Zions Bancorporation, N.A. (ZION.US) Q3 profits exceed expectations Analyst: Credit pressure for banks in the U.S. region still remains an isolated issue.
The financial report shows that Qiang Bank's revenue in the third quarter was 872 million dollars, an increase of 8.5% year-on-year, exceeding market expectations; earnings per share were 1.48 dollars, higher than the market's expected 1.39 dollars.
Despite suffering significant losses from two loans, Zions Bancorporation, N.A. (ZION.US) reported an increase in profit for the third quarter thanks to growth in interest income. The financial report shows that Zions Bancorporation, N.A. generated revenue of $8.72 billion in the third quarter, an 8.5% year-on-year increase, surpassing market expectations. Earnings per share were $1.48, higher than market expectations of $1.39.
Zions Bancorporation, N.A. disclosed last week that two commercial and industrial loans at its California branch will result in a $50 million loss in the third quarter. The bank stated that in addition to this, revelations from Westlake Bank and Jefferies Financial Group Inc. about fraud lawsuits involving Cantor Group V and the risk exposure to bankrupt auto parts manufacturer First Brands caused bank stocks to fall last Thursday, as investor concerns about credit intensified.
CEO Harris Simmons stated in a declaration that, "Excluding this loss, the remaining net charge-offs amounted to only $6 million, which is very modest when annualized as 4 basis points of average loans outstanding."
Bank of America Corp shares rebounded last Friday, recovering some of the significant losses from the previous day, easing market tension in the industry.
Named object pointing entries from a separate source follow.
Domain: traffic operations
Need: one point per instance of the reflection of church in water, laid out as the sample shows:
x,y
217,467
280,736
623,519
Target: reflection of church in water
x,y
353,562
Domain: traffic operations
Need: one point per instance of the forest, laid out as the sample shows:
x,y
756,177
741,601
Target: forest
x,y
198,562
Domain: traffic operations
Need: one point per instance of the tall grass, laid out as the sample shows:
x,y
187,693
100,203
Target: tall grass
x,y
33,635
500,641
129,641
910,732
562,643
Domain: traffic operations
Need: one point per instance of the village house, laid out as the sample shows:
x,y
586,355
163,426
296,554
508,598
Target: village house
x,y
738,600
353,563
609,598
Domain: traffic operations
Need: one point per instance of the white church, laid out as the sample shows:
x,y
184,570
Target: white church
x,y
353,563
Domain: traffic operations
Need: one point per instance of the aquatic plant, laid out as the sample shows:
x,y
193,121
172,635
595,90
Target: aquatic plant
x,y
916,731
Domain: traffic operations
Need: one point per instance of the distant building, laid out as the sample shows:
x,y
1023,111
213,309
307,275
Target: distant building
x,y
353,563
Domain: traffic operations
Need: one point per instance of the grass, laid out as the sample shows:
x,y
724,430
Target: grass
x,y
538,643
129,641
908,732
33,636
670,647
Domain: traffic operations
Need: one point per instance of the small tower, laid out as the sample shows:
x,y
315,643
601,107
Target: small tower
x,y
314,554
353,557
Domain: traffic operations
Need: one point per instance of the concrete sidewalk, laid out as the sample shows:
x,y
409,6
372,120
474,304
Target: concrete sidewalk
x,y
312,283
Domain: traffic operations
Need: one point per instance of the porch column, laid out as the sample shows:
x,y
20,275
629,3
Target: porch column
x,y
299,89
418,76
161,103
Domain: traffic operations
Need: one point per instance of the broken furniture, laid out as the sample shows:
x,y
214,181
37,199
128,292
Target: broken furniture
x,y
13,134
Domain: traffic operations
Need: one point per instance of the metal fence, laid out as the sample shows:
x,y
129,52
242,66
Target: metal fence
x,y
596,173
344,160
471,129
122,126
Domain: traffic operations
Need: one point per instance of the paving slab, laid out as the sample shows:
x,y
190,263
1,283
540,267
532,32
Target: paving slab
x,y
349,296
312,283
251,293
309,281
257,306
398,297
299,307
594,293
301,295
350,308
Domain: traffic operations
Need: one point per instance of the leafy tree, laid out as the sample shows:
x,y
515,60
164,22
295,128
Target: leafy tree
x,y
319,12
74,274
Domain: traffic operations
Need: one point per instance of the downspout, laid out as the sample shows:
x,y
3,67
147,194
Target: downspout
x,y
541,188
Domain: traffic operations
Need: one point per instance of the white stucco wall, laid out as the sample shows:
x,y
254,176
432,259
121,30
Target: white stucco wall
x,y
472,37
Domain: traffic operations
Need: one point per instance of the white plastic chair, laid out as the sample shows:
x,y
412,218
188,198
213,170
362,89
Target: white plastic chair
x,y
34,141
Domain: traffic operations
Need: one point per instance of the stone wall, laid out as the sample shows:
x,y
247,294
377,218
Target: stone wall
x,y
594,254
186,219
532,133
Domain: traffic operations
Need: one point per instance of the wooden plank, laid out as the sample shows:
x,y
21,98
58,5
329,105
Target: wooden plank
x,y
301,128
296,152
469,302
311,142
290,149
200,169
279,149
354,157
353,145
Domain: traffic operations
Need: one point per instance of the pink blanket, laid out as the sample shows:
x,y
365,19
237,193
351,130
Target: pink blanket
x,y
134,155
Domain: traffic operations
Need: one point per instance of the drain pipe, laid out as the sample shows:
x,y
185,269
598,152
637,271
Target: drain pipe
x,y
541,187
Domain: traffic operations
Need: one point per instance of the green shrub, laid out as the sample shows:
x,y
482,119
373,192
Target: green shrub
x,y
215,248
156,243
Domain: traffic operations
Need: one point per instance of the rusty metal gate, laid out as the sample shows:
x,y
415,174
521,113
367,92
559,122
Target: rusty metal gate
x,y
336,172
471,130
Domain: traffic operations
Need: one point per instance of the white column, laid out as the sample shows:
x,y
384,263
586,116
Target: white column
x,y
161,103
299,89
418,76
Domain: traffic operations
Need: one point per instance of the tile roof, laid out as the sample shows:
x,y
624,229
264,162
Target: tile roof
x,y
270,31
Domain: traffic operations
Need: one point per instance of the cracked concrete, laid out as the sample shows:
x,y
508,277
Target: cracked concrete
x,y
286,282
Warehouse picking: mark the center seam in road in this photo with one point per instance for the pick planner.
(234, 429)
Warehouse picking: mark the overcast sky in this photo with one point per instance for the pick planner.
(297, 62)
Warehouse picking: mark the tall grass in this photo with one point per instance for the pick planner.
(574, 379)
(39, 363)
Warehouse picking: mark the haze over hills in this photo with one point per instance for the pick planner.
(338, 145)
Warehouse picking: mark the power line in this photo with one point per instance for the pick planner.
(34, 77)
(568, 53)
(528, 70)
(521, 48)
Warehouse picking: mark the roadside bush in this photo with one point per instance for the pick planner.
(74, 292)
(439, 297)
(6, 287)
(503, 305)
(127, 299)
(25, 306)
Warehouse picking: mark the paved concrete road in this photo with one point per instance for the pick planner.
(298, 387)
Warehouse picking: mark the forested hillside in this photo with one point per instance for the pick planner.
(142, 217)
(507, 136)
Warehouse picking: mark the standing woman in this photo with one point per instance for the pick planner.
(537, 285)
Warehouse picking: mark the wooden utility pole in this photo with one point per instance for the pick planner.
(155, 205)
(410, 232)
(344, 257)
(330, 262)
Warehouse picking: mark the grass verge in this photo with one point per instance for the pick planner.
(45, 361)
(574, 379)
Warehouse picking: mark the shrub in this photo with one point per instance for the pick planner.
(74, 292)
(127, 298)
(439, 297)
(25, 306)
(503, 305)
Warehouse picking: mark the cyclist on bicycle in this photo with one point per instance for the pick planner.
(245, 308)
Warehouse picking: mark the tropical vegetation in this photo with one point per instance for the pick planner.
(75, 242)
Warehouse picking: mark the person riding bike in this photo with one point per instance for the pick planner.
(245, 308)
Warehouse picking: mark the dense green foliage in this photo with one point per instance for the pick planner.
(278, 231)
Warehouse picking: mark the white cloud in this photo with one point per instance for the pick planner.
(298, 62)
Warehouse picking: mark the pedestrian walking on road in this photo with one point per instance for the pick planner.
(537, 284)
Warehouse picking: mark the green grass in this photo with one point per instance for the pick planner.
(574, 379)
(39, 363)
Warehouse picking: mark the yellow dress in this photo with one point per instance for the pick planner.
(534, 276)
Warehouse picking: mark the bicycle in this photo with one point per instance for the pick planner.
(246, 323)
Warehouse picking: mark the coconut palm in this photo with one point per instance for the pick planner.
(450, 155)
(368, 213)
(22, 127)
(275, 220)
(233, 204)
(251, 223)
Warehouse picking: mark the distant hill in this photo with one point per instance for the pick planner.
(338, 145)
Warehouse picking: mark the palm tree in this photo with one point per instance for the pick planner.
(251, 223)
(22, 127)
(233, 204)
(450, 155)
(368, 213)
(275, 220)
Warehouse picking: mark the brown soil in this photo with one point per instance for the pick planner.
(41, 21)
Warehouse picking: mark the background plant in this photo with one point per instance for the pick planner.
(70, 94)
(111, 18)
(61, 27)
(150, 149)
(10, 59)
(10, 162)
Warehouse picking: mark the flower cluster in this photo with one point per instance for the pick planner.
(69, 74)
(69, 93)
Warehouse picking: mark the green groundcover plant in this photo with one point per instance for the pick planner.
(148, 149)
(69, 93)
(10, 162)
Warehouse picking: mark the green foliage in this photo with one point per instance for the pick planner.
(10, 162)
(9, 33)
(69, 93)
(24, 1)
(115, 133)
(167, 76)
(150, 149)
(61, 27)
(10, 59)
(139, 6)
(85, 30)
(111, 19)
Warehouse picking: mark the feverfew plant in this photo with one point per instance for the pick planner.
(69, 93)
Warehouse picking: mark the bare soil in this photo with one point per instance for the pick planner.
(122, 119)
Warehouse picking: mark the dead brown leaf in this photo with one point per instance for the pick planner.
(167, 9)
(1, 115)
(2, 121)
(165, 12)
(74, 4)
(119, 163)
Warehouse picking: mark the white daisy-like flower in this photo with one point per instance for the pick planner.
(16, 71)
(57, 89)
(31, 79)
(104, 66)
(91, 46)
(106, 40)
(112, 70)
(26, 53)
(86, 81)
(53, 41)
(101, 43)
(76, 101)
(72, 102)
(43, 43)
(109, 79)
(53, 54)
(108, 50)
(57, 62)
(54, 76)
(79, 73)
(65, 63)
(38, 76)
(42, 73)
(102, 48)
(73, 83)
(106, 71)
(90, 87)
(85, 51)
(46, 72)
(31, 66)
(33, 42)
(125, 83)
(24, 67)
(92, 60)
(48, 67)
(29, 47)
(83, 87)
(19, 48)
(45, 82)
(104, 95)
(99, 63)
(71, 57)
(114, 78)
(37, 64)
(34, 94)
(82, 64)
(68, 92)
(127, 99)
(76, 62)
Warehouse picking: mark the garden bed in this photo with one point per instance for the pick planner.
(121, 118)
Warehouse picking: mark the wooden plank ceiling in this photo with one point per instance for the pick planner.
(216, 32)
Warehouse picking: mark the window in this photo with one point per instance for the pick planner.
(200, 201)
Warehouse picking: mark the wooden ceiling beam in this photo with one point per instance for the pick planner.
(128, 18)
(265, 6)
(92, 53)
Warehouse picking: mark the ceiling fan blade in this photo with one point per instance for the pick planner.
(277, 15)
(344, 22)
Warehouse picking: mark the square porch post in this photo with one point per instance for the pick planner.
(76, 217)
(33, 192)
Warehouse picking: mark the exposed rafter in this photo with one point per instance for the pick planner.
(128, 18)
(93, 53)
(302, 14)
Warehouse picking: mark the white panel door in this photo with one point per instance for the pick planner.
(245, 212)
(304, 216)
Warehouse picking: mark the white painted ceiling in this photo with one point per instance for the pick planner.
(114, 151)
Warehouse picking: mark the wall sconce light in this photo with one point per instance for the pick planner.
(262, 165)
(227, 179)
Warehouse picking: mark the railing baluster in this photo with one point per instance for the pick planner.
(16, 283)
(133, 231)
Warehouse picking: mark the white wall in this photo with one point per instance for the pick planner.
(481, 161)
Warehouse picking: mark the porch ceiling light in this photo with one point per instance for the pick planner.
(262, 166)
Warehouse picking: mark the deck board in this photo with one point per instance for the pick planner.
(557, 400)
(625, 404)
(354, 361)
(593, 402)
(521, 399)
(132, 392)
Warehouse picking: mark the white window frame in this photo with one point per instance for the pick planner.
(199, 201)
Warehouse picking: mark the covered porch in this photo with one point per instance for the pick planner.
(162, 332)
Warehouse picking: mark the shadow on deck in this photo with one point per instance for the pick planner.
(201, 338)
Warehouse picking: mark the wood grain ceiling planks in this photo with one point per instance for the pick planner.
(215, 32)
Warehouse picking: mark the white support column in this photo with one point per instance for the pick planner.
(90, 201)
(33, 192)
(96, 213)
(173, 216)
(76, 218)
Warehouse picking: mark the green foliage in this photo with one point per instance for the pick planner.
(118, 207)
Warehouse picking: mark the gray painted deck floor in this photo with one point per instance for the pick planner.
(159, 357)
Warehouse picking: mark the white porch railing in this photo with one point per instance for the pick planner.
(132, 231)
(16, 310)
Analyst Terry McEvoy from Stephens stated that, "Several U.S. regional banks' third-quarter financial reports did not show abnormal or unexpected credit losses, and management's outlook for the fourth quarter is reassuring. These trends support the view that the pressure facing a few companies is more an isolated event rather than an emerging trend."
Broader loan growth helped banks profit more from interest income.
The bank's net interest income (the difference between income earned from loans and interest paid on deposits) rose from $620 million in the same period last year to $672 million.
For the three-month period ending on September 30, net profit applicable to the bank's shareholders was approximately $221 million, or $1.48 per share, compared to approximately $204 million, or $1.37 per share in the same period last year.